Closed FADHLyemen closed 3 years ago
Hi! The actual counts of the reference cell type are not as important, as long as they are nonzero in most samples. So I'd go with a cell type that has a rather low dispersion, but high presence regardless of its mean count.
Currently, there is no function in scCODA that outputs a DataFrame to help with reference finding, but you might find the code we use in the rel_abundance_dispersion_plot
function helpful:
rel_abun = data.X / np.sum(data.X, axis=1, keepdims=True)
percent_zero = np.sum(data.X == 0, axis=0) / data.X.shape[0]
nonrare_ct = np.where(percent_zero < 1-abundant_threshold)[0]
# select reference
cell_type_disp = np.var(rel_abun, axis=0) / np.mean(rel_abun, axis=0)
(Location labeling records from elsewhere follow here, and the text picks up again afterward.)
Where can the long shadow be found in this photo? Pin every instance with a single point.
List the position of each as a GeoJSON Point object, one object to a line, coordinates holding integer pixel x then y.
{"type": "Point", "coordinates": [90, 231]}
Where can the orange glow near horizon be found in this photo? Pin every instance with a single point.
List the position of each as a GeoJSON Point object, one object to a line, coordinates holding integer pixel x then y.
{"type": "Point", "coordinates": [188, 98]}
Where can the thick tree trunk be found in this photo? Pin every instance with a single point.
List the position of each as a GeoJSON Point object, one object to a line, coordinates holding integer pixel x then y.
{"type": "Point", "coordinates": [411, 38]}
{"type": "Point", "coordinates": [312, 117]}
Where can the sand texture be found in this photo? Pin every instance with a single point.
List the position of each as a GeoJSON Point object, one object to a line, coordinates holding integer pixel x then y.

is_abundant = [x in nonrare_ct for x in range(data.X.shape[1])]
plot_df = pd.DataFrame({
"Total dispersion": cell_type_disp,
"Cell type": data.var.index,
"Presence": 1-percent_zero,
"Is abundant": is_abundant
})
The plot_df
should give you all the info on dispersion and presence of the cell types.
Thank you, it confused me "Cell types that have a higher presence than a certain threshold (default 0.9) are suitable candidates for the reference and thus colored" so if the presence is 0, why you color most of them. https://sccoda.readthedocs.io/en/latest/Data_import_and_visualization.html
I think it should be Cell types that have a higher abundant not presence. What do you think?
Oh, I see what you mean! That is obviously a bug, the x-axis in the plot depicts the absence (1-presence) instead of the presence!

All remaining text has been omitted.